From the biological point of view, the apicocoronal positioning of an implant, particularly those of tissue-level design, should follow the principle of “as shallow as possible, as deep as necessary” (Buser and coworkers 2004) in order to avoid deep peri-implant probing depths, taking into account the prosthetic and esthetic factors in the area.
This concept has recently been confirmed in a case-control study on 19 patients that evaluated the modifying effect of a deep mucosal tunnel (DMT, ≥ 3 mm) on the induction and resolution phases of experimental peri-implant mucositis (Chan and coworkers 2019). All patients, each with a properly placed tissue-level implant, were assigned either to the test group (DMT, depth ≥ 3 mm) or to the control group (shallow mucosal tunnel, SMT, ≤ 1 mm). The subjects underwent a standard experimental peri-implant mucositis protocol, characterized by an oral-hygiene optimization phase, a three-week induction phase using an acrylic stent to prevent self-performed oral hygiene at the experimental implant, and a three-plus-two-week resolution phase.
The modified plaque index (mPI), gingival index (mGI), and IL-1β concentrations in the peri-implant sulcus fluid were determined over time. Both the mPI and the mGI increased during the induction phase. After normal oral hygiene had resumed, the mPI and mGI resolved towards baseline values in the SMT group, while they diverged in the DMT group.
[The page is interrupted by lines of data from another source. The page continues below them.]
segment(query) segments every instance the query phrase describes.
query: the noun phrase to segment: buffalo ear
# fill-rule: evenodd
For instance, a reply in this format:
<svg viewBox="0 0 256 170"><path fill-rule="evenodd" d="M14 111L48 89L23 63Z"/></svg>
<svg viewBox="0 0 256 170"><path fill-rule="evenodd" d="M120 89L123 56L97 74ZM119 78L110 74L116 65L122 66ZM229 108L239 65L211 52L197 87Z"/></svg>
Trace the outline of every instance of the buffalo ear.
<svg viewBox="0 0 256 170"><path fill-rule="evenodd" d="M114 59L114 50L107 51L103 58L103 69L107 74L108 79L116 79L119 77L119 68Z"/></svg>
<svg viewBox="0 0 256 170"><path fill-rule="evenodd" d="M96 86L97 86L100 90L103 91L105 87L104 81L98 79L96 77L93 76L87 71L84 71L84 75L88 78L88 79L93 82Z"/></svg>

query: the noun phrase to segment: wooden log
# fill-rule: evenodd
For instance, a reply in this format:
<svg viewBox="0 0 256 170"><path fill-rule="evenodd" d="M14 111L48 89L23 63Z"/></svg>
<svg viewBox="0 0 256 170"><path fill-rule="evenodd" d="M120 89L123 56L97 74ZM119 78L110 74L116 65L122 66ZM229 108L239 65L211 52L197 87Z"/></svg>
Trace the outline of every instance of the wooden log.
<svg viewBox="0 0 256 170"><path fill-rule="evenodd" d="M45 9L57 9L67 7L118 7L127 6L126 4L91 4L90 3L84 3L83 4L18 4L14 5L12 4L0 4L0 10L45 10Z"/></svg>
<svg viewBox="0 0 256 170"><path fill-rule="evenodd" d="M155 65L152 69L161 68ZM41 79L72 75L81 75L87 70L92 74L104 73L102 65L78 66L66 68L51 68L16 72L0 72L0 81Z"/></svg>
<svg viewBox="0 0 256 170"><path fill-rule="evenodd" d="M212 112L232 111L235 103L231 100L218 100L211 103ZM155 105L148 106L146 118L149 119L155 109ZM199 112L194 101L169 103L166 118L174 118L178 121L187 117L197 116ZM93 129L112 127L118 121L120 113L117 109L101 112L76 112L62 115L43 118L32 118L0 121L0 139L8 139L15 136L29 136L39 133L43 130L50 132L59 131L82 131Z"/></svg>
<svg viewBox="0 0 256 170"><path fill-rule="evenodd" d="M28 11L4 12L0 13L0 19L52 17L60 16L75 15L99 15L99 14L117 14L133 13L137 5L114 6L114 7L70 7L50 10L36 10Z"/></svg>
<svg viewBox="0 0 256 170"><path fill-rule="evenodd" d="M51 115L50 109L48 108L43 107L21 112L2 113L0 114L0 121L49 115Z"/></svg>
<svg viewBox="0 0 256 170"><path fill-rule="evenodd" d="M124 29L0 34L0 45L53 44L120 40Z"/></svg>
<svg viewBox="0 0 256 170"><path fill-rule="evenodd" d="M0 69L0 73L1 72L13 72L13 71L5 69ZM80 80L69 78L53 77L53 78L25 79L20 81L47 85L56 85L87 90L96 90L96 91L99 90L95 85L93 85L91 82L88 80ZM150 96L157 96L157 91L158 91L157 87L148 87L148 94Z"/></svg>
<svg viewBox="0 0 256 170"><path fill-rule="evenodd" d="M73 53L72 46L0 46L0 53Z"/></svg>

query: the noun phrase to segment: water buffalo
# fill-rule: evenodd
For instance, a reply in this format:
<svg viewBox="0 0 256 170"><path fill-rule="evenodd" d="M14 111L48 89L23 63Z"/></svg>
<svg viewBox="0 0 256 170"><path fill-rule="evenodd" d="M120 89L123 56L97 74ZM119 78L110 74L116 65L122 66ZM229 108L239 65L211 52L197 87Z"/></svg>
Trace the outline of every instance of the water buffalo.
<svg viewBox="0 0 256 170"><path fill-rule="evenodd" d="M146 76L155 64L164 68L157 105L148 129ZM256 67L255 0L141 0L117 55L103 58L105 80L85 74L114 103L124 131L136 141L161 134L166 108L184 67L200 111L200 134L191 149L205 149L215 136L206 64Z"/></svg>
Although plaque accumulation was resolved in the DMT group, the resolution of inflammation was delayed and found to be of smaller magnitude during the first three weeks after resumption of oral hygiene. IL-1β Concentrations were significantly higher in the DMT group at the end of induction and during the resolution phase, corroborating the clinical findings. Removal of the crown and submucosal professional cleaning were needed to revert mGI to baseline values in the DMT group.
The fact that the depth of the peri-implant sulcus influenced the resolution of experimental mucositis raised doubts as to the efficacy of self-performed oral hygiene in scenarios where implants are placed too deeply. Therefore, since the risk of mucositis evolving into peri-implantitis appears to be higher in such clinical situations, clinicians should make every effort to place implants properly—not only for esthetic, but also for biological reasons (Berglundh and coworkers 2018).
It should be noted that, from a clinical point of view, this may be more easily achievable for implants without adjacent teeth, but more challenging if the implant has to be placed between two teeth, particularly if these teeth are periodontally compromised. Figures 1a-b show examples of correct implant positioning. Figures 2a-b show examples of incorrect implant positioning.
The ideal implant position for optimal soft-tissue integration should be planned before removing the teeth. Ridge preservation is one of the treatment options after tooth extraction, particularly in situations where one or more socket walls are missing (Roccuzzo and coworkers 2014c; Mardas and coworkers 2015). The rationale for this approach is that the maintenance of the ridge contour often facilitates subsequent treatment steps and limits the risk of an improper position of the implant collar, creating an ideal soft-tissue seal (MacBeth and coworkers 2017). Figures 3a-i show an example of long-term soft-tissue stability after implant placement following ridge preservation. The correct positioning of an implant, with a shallow peri-implant sulcus, could be particularly difficult in areas where the mucosa is too thick. Here an appropriate flap design is mandatory, especially if cemented restorations are planned. Figures 4a-h show an example of implant positioning in the posterior maxilla where a tissue excess needed to be removed.
One of the challenges in optimal flap design around non-submerged implants is the circumferential closure around the implant collar, especially when the soft tissues present anatomical irregularities. Figures 5a-k show an example of soft-tissue management for non-submerged tissue-level implants in the posterior maxilla with an irregular soft-tissue morphology.
Creating an optimal flap for ideal transmucosal healing becomes even more difficult if no keratinized mucosa is present at all. In these circumstances, a free gingival graft may be advised, especially if bone regeneration is required, as discussed in Chapter 4.1.
Often, a small quantity of keratinized tissue will be sufficient to create a soft-tissue cuff around the implant collar, provided the tissue is properly surgically managed. Figures 6a–I show an example of soft-tissue management around a tissue-level implant in conjunction with bone regeneration in a case where there does not appear to be any keratinized tissue available.